A paper by University of Richmond professors Fiona Ross and William T. Ross has been selected for inclusion in “The Best Writing on Mathematics 2013,” published by Princeton University Press. The anthology seeks to bring together “the year’s finest mathematics writing from around the world.”
The Ross’s paper, “The Jordan Curve Theorem is Non-Trivial,” was first published in the “Journal of Mathematics and the Arts.” In it, said Mircea Pitici, the anthology’s editor, the Rosses present a brief history of the theorem, “hint at some tricky cases that defy the simplistic intuition behind it, and, most remarkably, illustrate the nonobvious character of the theorem with arresting drawings penned by Fiona Ross,” adjunct professor of art at the university. William T. Ross is a professor of mathematics.
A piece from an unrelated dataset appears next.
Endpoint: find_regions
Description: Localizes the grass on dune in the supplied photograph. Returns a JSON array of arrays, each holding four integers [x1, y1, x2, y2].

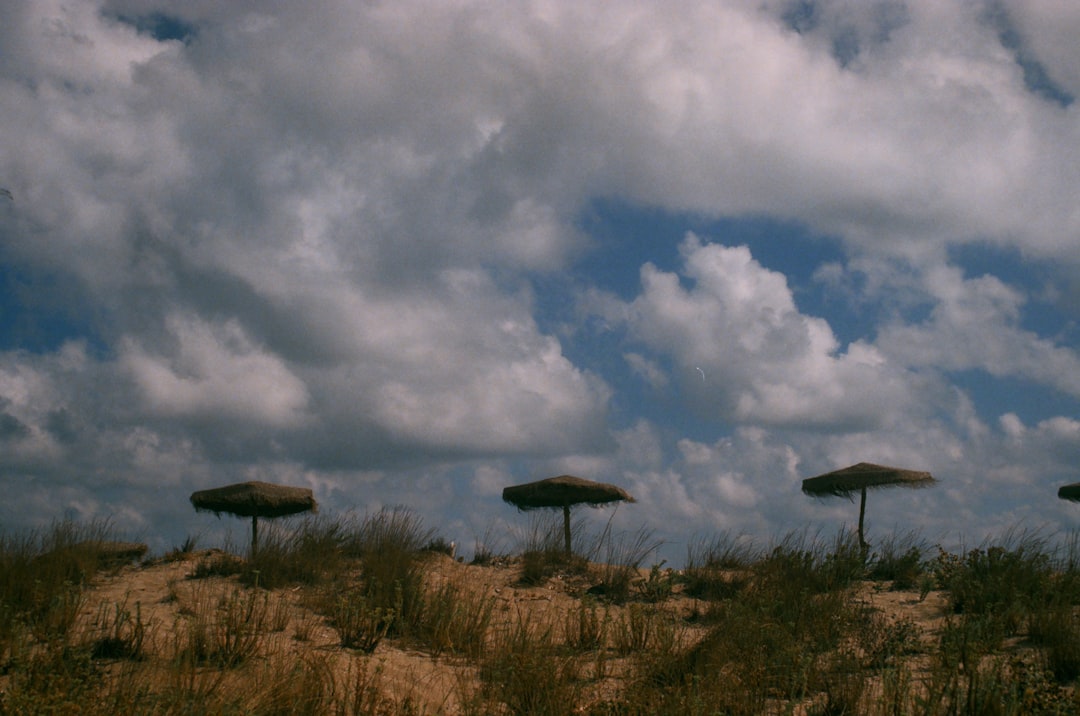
[[6, 517, 1080, 714]]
The two are husband and wife.
The paper shows through words and art that “Jordan curves are not the cold, abstract, boring objects we might think they are,” the Rosses wrote. “Instead, they can tell a story.”
William Ross said the paper was the first such collaboration between the two professors. “The idea came from me looking at some of Fiona’s latest drawings, which were one-line drawings with beautiful but quite complicated structures.” He was teaching the Jordan Curve Theorem at the time and was looking for a way of making it easier to prove to his students. “Fiona’s drawings gave the inspiration for how to better explain this.”
Pitici, the editor, said the selections in the book demonstrate that mathematicians “create new things and discover novel ways of looking at old things; they believe things hard to believe, and question what seems to be obvious.”